Big Government, Foundations Undermine Scientific Integrity

Published April 6, 2015

Democrats’ attempts to paralyze climate skeptics in academia, think tanks, and companies, using intimidating letters threatening a federal investigation into their funding connections, backfired. They opened a Pandora’s Box of questions concerning where climate alarmists get their money. Now Democrat Senators Barbara Boxer (CA), Ed Markey (MA), and Sheldon Whitehouse (RI) and Democrat Arizona Rep. Raul Grijalva have egg on their faces.

Public-choice economics explains politicians and bureaucrats are as self-interested as anyone. They seek expanded authority and bigger budgets. Because the federal government and left-wing foundations provide the vast bulk of climate research funding, funding from these two sources certainly should undergo at least as much scrutiny as funding from private industry.

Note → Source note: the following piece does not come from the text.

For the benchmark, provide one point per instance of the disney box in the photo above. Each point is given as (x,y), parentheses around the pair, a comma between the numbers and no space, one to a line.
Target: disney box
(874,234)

Nearly all university-based climate scientists are funded mainly by federal grants, and the ideological and political goals of those authorizing the grants could reasonably be expected to affect the kind of research universities and researchers undertake. The conflict between gaining research money and scientific integrity puts sound but nonconformist science at a crushing disadvantage.

Michael Mann, Pennsylvania State University’s notorious ClimateGate email scandal figure, has garnered close to $6 million promoting scary scientific conclusions serving government’s goal of control over energy sources, $3.6 million of it from the National Science Foundation. Both PSU and the NSF conducted investigations absolving Mann of any wrongdoing in ClimateGate, but with the offending institutions effectively investigating one of their own, would anyone expect a different outcome?

Influence, Conflicts of Interest

Princeton professor Michael Oppenheimer has written more than 100 peer-reviewed papers and testified before Congress on multiple occasions. He was the Environmental Defense Fund’s senior scientist (1981-2002) and remains as science advisor to the multimillion-dollar lobbying group (2013 assets: $208.7 million). EDF has received $2.8 million in federal grants since 2008, spent $11.3 million on lobbying, and has 55 people on 32 federal advisory committees.

Since 2008, EDF has received 3,332 grants from 600 foundations, totaling $544,487,562. EDF is deeply rooted in left-wing foundation agendas. Oppenheimer’s professorship is supported in part by private equity tycoon Carl Ferenbach’s High Meadows Foundation, which has given Princeton $6.5 million and the Environmental Defense Fund $6 million. Ferenbach is both EDF’s Chairman of the Board and a trustee of Princeton, suggesting a strong conflict of interest.

The proudly progressive Center for American Progress (CAP) has five people on federal advisory committees, spent $3.6 million on lobbying, and gave $312,400 to Democrat candidates in 2014. CAP Senior Fellow and Chief Science Advisor Joe Romm has testified before Congress on global warming and coauthored numerous peer-reviewed studies. Yet Romm failed to file conflict-of-interest disclosures for an article in Environmental Research Letters although the journal explicitly requires it.

Since 2004, CAP has been supported by left-wing foundations including Marilsa (Getty Oil fortune, $7 million), Rockefeller (Standard Oil fortune, $5 million), Sea Change (ties to Russian oil money laundering, $4.8 million), and 200 other left-wing foundations.

Government and foundation monies go only toward research advancing a pro-regulatory climate agenda. That is the greatest threat to the integrity of scientific research.